In many parts of the world, the availability of clean and potable water for drinking and agriculture is becoming an importantly urgent matter. To make it usable, researchers are finding new ways to treat salty, brackish or contaminated water.

Engineers the Massachusetts Institute of Technology (MIT) has developed a new and more efficient way to desalinate water using an electric shockwave.

The technique known as ‘shock electrodialysis’ applies an electrically driven shockwave to a constant stream of flowing water. The current interacts with the charged salt particles, causing a stream of salty water to be pushed aside and separated from a stream of fresh water, and these are then funnelled into separate pipes.

The new approach is described in the journal Environmental Science and Technology Letters, in a paper by professor of chemical engineering and mathematics Martin Bazant, graduate student Sven Schlumpberger, undergraduate Nancy Lu, and former postdoc Matthew Suss.

This approach is “a fundamentally new and different separation system,” Bazant says. And unlike most other approaches to desalination or water purification, this one performs a “membraneless separation” of ions and particles, he added.

The new process does not require the use of membrane filters, which can become clogged and degraded over time. Nor does it require water to be boiled, an energy-intensive process, which consumes great amounts of energy.

Traditional desalination technologies, including reverse osmosis and electrodialysis, require barriers to separate out salt’s larger sodium and chlorine atoms. Divided by an electric shockwave, the new technique coaxes water to separate on its own.

“The salt doesn’t have to push through something,” said Bazant. Instead, the ions “just move to one side.”

So engineers at MIT decided to take a whole new approach, and investigated what happens when you mix water and electricity. The salty or contaminated water is fed through a cheap and porous material called a frit, made from tiny glass particles, flexible membranes, and electrodes. As it flows, an electric current is applied to the water, and interacts with the salt content of the water.

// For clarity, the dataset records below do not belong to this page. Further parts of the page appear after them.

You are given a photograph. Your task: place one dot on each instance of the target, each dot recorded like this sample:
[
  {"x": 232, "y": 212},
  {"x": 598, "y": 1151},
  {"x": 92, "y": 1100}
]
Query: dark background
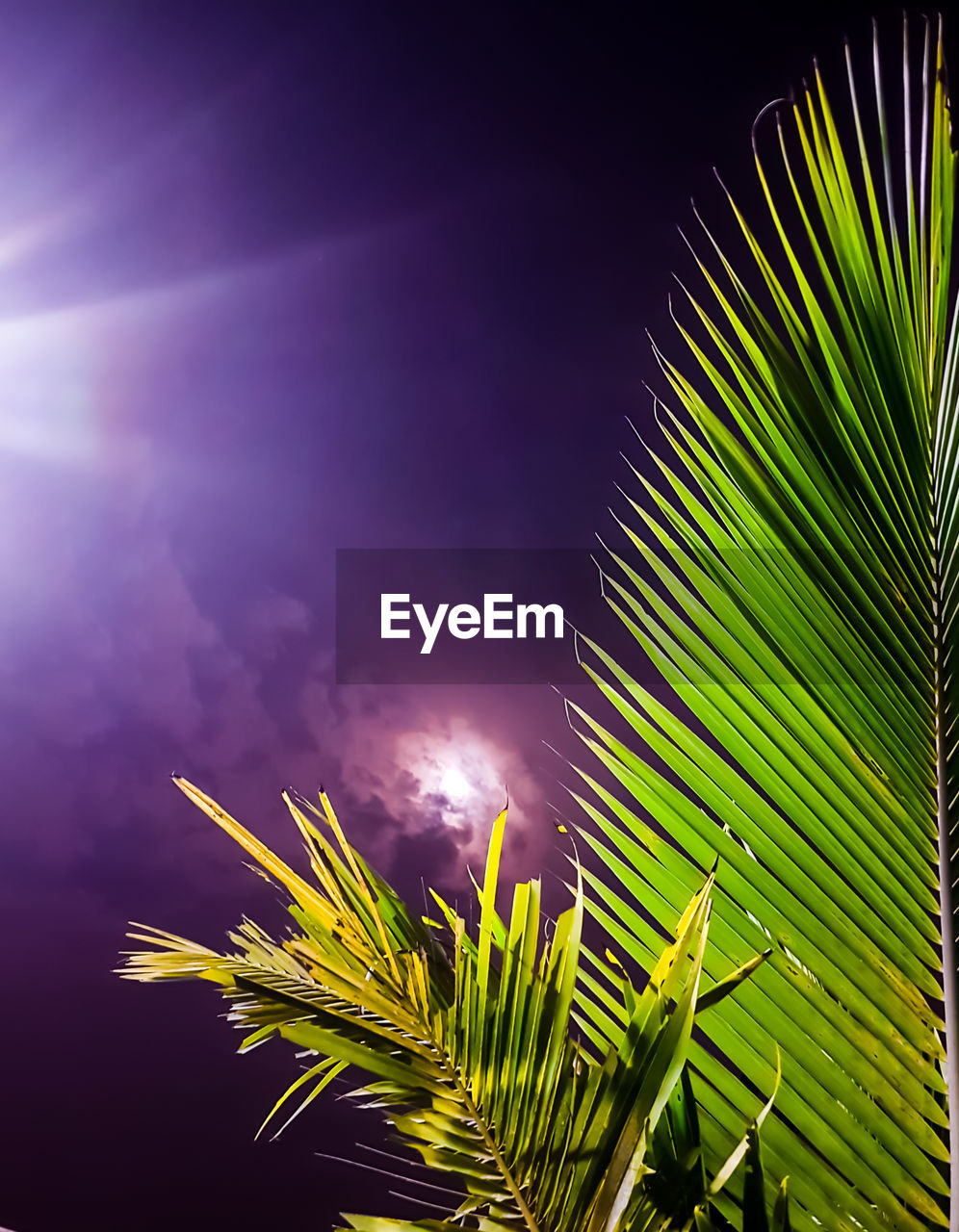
[{"x": 275, "y": 280}]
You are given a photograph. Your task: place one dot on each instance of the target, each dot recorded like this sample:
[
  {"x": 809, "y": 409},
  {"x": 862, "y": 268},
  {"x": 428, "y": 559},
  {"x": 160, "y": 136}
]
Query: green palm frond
[
  {"x": 791, "y": 578},
  {"x": 471, "y": 1042}
]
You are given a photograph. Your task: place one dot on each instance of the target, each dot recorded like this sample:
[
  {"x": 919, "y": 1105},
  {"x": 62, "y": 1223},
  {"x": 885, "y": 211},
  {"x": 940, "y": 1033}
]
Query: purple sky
[{"x": 275, "y": 280}]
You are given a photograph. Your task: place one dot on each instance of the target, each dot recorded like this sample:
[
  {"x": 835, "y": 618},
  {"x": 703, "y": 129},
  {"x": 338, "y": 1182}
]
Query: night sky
[{"x": 276, "y": 280}]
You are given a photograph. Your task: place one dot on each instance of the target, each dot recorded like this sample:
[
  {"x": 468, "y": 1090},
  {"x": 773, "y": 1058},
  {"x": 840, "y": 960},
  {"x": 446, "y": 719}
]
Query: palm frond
[
  {"x": 471, "y": 1043},
  {"x": 791, "y": 580}
]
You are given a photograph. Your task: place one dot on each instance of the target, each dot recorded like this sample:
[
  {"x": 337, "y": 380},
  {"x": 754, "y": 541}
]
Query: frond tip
[{"x": 472, "y": 1045}]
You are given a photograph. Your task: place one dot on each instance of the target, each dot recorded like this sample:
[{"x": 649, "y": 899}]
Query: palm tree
[
  {"x": 791, "y": 579},
  {"x": 478, "y": 1063}
]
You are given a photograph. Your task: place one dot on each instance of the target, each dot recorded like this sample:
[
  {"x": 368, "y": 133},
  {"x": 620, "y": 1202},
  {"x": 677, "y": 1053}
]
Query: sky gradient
[{"x": 276, "y": 280}]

When an electric current flows through the system, the salty water divides into regions where the salt concentration is either depleted or enriched. When that current is increased to a certain point, it generates a shockwave between these two zones, sharply dividing the streams and allowing the fresh and salty regions to be separated by a simple physical barrier at the centre of the flow.

“It generates a very strong gradient,” Bazant said.

Even though the technology may eventually be scaled up, as of now, its not ready to compete with larger reverse osmosis and electrodialysis. However, the less complex — downsized and cheaper — setup make it ideal for emergency use, like in the wake of a water quality-compromising storm, or in remote locations.

It could also be used to clean and desalinize waste water generated by fracking. Right now, fracking operators struggle to find safe and effective places to store wastewater.

“The electric fields are pretty high, so we may be able to kill the bacteria,” said Schlumpberger.

In a MIT press release, Maarten Biesheuvel, a principal scientist at the Netherlands Water Technology Institute who was not involved in this research, said that the new work “opens up a whole range of new possibilities for water desalination, both for seawater and brackish water resources, such as groundwater. It will be interesting to see whether the upscaling of this technology, from a single cell to a stack of thousands of cells, can be achieved without undue problems.”